NATIONALNEWS

Dare you touch Mzee’s tree, contractor warned

Kimemia shows solidarity with residents in protecting tree planted by Jomo Kenyatta 66 years ago

David Macharia

Nyandarua Governor Francis Kimemia has warned a contractor paving streets in Ol Kalou town not to dare touch a tree planted by Founding President, Mzee Jomo Kenyatta 66 years ago.

On Friday, an attempt to mow down the mununga tree (ekerbergia capensis) by the contractor stirred rare emotions among the residents who formed a ring around it vowing to never let their tree be killed at whatever cost.

And to show solidarity with the residents, Kimemia hugged and kissed the tree before proceeding to hold court under it on Saturday. He asked  residents to help defend the tree, which was planted by Mzee Kenyatta in 1952 prior to his arrest and detention.

Residents angered

Speaking during the World Cooperatives Day in Ol Kalou town, the governor said attempt by the contractor to cut the tree had angered residents.

A worker armed with a power saw, had been hired by Nephy Construction Company to cut down the tree was chased away by the residents and told never to go near it again.

One of those with deep emotional attachment to the historic podo tree is Francis Kamau Kambo,74, who said it should be preserved, among other trees that hold a special place in the heart of the residents.

His sentiments were shared by Bernard Njoroge, 84,  who said another podo tree planted in  the town in honour of the late Nobel laureate Prof Wangari Maathai in October 2011 should be protected.
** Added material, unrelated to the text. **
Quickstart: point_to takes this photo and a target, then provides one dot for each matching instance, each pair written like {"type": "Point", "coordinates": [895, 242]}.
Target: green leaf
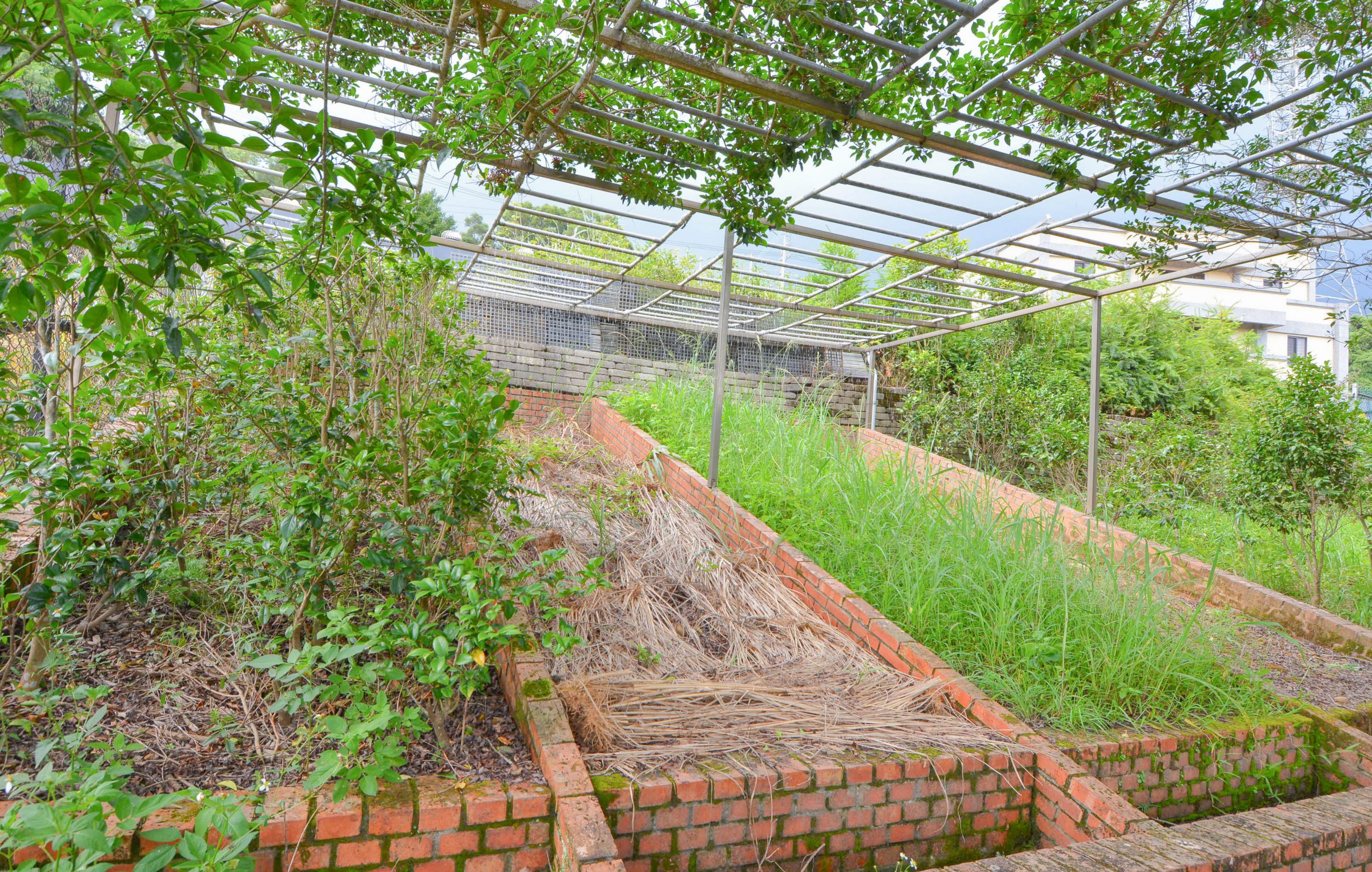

It was planted on the day her body was cremated.

“Wangari Maathai was my hero. We were told to plant a tree in her honour. I did not have land to plant trees and so I decided to plant this podo tree in front of my shop in her honour,” said David Wanjohi, a trader.

Tree revered

Njoroge said after independence, Mzee Kenyatta would always stop and address the residents under the tree whenever he passed through Ol Kalou on his way to and from Nakuru.

Former MCA Wahome Kamoche said the tree is revered by the town residents because most political decisions made in rallies held under it always had binding and positive outcomes.